1. ## Binomial expansion

the coefficient of $x^3$ is larger than $x^2$ by four times....

i can do it easily by drawing Pascal Pyramid.....is there an equation method?

I need help..
Thank you
Bizworldusa

2. ## Re: Binomial expansion

Mmm, look again at your post.

3. ## Re: Binomial expansion

Hello, bizworldusa!

Is my interpretation correct?

The coefficient of $\displaystyle x^3$ is larger than $\displaystyle x^2$ by four times.

I can do it easily by drawing Pascal Pyramid. . Really? . . . How?
Is there an equation method?

From the title, I assume that a binomial expansion is involved
. . and we are to determne the particular binomial.
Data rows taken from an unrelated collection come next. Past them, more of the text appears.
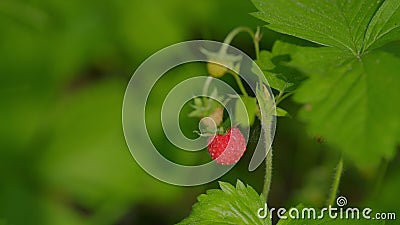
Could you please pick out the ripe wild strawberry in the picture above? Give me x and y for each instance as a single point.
(227, 149)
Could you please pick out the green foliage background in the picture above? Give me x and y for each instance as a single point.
(64, 66)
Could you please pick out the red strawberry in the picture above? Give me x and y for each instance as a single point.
(227, 149)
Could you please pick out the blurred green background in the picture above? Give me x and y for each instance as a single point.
(64, 67)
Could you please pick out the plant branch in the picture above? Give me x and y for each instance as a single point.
(268, 174)
(336, 182)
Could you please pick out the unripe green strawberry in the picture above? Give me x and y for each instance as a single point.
(227, 149)
(216, 70)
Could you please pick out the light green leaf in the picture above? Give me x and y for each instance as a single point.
(229, 205)
(278, 74)
(353, 83)
(350, 102)
(245, 108)
(348, 25)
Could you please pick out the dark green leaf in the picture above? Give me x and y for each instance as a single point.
(229, 205)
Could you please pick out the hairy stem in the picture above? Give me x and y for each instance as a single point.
(268, 174)
(336, 182)
(240, 83)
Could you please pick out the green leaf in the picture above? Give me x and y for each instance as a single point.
(245, 109)
(353, 82)
(348, 25)
(229, 205)
(278, 74)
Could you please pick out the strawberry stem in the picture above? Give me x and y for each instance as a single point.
(268, 174)
(336, 182)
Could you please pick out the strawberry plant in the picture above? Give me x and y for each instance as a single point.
(344, 74)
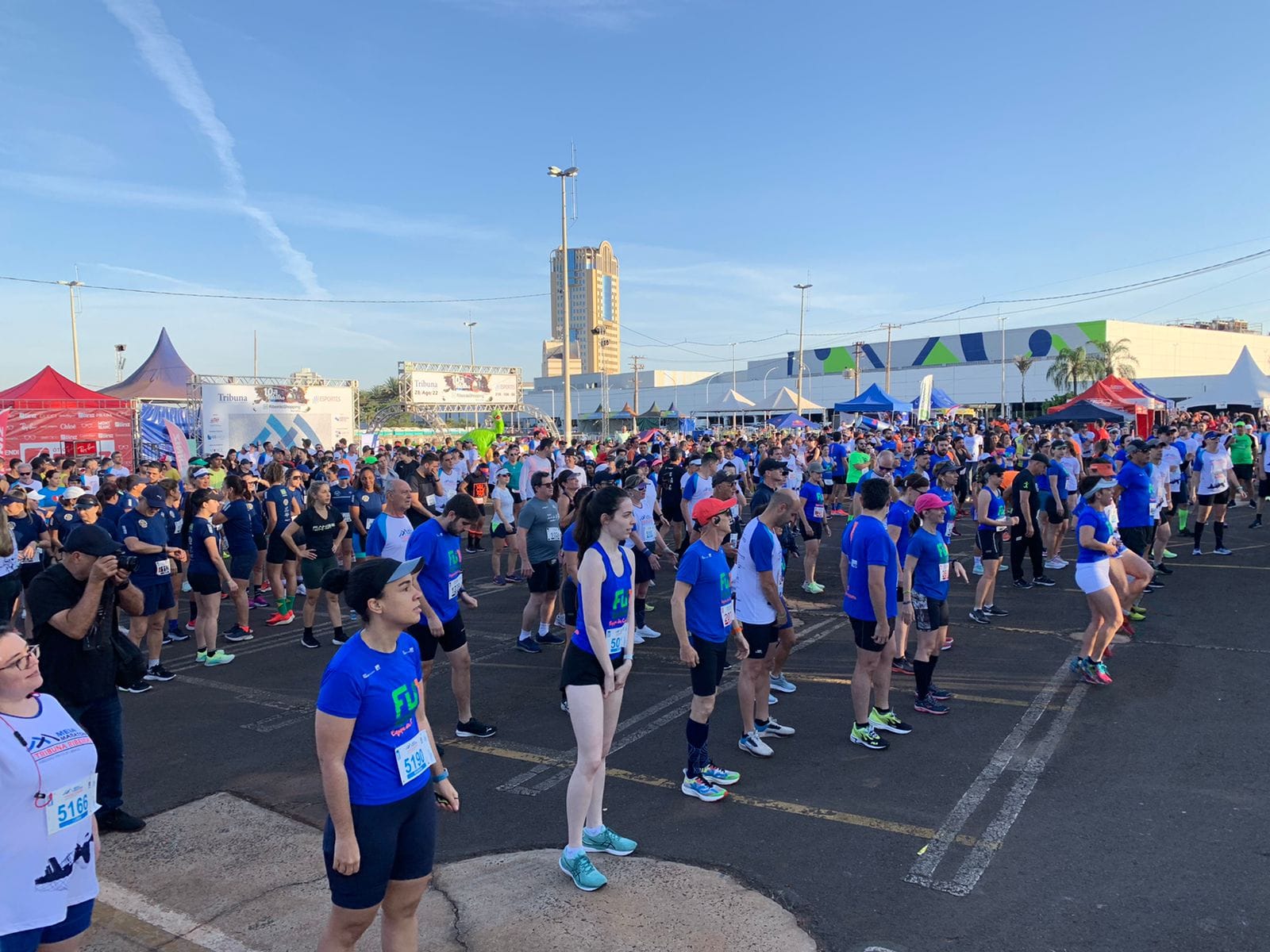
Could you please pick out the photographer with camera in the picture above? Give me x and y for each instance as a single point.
(84, 658)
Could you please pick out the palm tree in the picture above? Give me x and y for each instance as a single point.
(1024, 363)
(1071, 366)
(1114, 359)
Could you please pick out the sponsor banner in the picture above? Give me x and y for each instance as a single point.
(463, 387)
(71, 431)
(238, 414)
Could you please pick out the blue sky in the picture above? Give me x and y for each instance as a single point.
(905, 159)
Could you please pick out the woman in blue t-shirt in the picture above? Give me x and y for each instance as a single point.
(1096, 549)
(926, 579)
(899, 518)
(378, 755)
(207, 573)
(597, 662)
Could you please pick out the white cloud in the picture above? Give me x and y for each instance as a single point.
(168, 60)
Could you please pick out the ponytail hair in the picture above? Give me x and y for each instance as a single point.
(590, 524)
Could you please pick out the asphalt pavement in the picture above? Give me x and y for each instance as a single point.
(1041, 814)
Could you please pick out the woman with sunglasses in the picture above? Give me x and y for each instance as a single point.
(48, 852)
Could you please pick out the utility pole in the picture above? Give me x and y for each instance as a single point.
(889, 329)
(802, 314)
(637, 366)
(70, 286)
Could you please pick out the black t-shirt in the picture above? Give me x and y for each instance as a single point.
(1024, 482)
(425, 486)
(76, 673)
(321, 531)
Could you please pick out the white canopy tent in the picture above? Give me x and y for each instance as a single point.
(787, 400)
(1246, 385)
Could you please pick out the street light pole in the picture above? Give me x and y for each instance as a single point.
(70, 286)
(802, 314)
(564, 286)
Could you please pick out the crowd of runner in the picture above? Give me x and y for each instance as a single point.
(379, 537)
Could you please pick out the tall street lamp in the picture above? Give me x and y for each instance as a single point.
(564, 286)
(802, 314)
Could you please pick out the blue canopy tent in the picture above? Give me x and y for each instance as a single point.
(789, 422)
(876, 400)
(940, 400)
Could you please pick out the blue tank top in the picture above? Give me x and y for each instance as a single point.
(996, 508)
(614, 608)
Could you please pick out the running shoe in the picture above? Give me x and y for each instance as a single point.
(868, 738)
(888, 723)
(702, 789)
(719, 777)
(753, 744)
(774, 729)
(781, 683)
(584, 876)
(929, 704)
(475, 729)
(607, 842)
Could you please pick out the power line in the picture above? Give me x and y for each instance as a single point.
(287, 300)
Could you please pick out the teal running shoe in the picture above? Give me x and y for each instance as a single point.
(584, 876)
(607, 842)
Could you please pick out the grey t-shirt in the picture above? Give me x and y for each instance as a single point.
(540, 520)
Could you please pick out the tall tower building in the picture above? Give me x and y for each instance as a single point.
(595, 325)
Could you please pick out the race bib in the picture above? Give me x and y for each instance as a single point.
(71, 805)
(618, 639)
(414, 758)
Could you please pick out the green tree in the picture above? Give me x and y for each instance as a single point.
(1024, 363)
(1071, 366)
(1114, 359)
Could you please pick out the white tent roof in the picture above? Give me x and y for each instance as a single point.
(787, 400)
(1246, 385)
(732, 400)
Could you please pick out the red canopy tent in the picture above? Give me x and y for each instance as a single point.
(1118, 393)
(51, 414)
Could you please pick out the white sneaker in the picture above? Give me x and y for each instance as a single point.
(753, 744)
The simplest would be : .$\displaystyle (ax + b)^3 \;=\;a^3x^3 + 3a^2bx^2 + 3ab^2x + b^3$
. . where $\displaystyle a,b \ne 0.$

Then we have: .$\displaystyle a^3 \:=\:4(3a^2b) \quad\Rightarrow\quad a^3 - 12a^2b \:=\:0$

. . . . . . . . . .$\displaystyle a^2(a-12b) \:=\:0 \quad\Rightarrow\quad a \:=\:12b$

Therefore, one solution is: .$\displaystyle (12x + 1)^3 \:=\:\boxed{1728}\,x^3 + \boxed{432}\,x^2 + 36x + 1$

~ ~ ~ ~ ~ ~ ~ ~ ~ ~ ~ ~ ~ ~ ~ ~ ~ ~ ~ ~ ~ ~ ~ ~ ~ ~ ~ ~ ~ ~ ~

Of course, there is an infinite number of solutions.

$\displaystyle (6x+1)^4 \:=\:1296x^4 + \boxed{864}\,x^3 + \boxed{216}\,x^2 + 24x + 1$

$\displaystyle (4x+1)^5 \:=\:1024x^5 + 1280x^4 + \boxed{640}\,x^3 + \boxed{160}\,x^2 + 20x + 1$

4. ## Re: Binomial expansion

Yes your interpretation is correct mr Soroban.